Yes. I showed with Rudy Komon when I was 22. I showed with Bonython. I showed with Macquarie Galleries.  I showed with Rex Irwin.  I have shown with the best galleries.

It was a time when Fred Williams, John Brack, Arthur Boyd, Colin Lanceley, Jan Senbergs, Robert Klippel were hitting their straps in one gallery or another, mainly Rudy actually.

Is drawing important to you?

Drawing is the key to opening up the picture plane.  Almost all my work arrives through the drawing process – putting form on a surface and into spcace.

So are these paintings autobiographical?

They are. They exist primarily for me to build meaning in my life.  They trace the rise and fall of emotion.  Through touch, I appear in all of them.   Sometimes I put myself, an image, next to what is going on

The colours are very vivid.   Not having seen your work for a while, is this something of a departure or a development?

I think everything is a departure and a development.  It is like the boat - that is also part of it - the arriving and the departing.  The Ship of Fools is just a box that I put things from my life in and plonked it on a rough sea. But you can’t be too literal. They are held together by their visuals.

Accepting that, it seems to me that older painters strike out, they suddenly strike out.  I’m thinking Lloyd Rees – he suddenly struck out of his pattern.  Kevin Connor is another - it seems to me that he is using stronger colour.  And I wonder if that comes with maturity or age? 

It does. There is a loss of detail in your vision. And you feel confident about it. There comes a point when you are actually ahead of your experience and so you are then forced to make imaginative leaps.  And if they don’t work you go back and revisit. So there is always a breakdown of belief, and a breakthrough.

Do you think that these paintings are more interior?

Yes, very much, it is a very interior space now.

Do you think that comes with age?

I am at an age now that I am not embarrassed by it. That’s important. 

What do you think we need as people who are interested? 

I think it gives a sense of other and more trust in the intuitive response. It gives form to fiction.

Tell me about that.

I made a breakthrough in painting  when I understood that it was all an illusion.   Then the whole thing became real.  That sounds like a paradox.  But it’s true.  And once it became that real, then I could enter into this world whenever I liked to.  When you go to the cinema, you know that you are not just in that theatre. You are in the film.  That’s how I am when I am in the pictures. When I am painting, I am in there with them.  I am carried away. I talk to them. I question them subjectively and objectively. 

So your craft.  Are you still learning?

Any craft that I have is gleaned experientially.  I’m always watching what I do.  I’ve learnt to avoid habit and repetition. I focus on form rather than hand skills.   There’s more play in my work now. 

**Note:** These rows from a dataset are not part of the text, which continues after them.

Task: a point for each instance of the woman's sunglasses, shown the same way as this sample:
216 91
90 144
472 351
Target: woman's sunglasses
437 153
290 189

It’s interesting that both Godfrey Miller and Fairweather were in a sense outsiders. Was it not only their art that interested you?  Was it the way they lived?

Yes I think that’s so. I could never stand attention to, or hold the line with ‘isms’, business, or extrinsic measure.

Is that another way of saying that you were not going to be captive of any school or group?

Yes, I couldn’t hold the line with dogma, or the absolute.  I could hear what they were saying, and I have learnt the lessons from it.  But I am just too restless.  I prefer an existential path.  I am told and I believe my work is built from a ‘vision in disbelief’. 

Do you think that comes with maturity?

The passing of time has convinced me to look for the intrinsic beauty in all things.  I’m showing more gratitude these days.

So are you looking forward to this exhibition?

Yes I am.  It will put an end to a time, and something new will begin.  They’re complex works. They involve a wrestling with some sort of vision of life.  They seem playful but they do have a pessimistic side, there is a leaving as well as an arriving.  The Ship of Fools is a metaphor for us all.

Brian Johns has been an art collector for the past 30 years.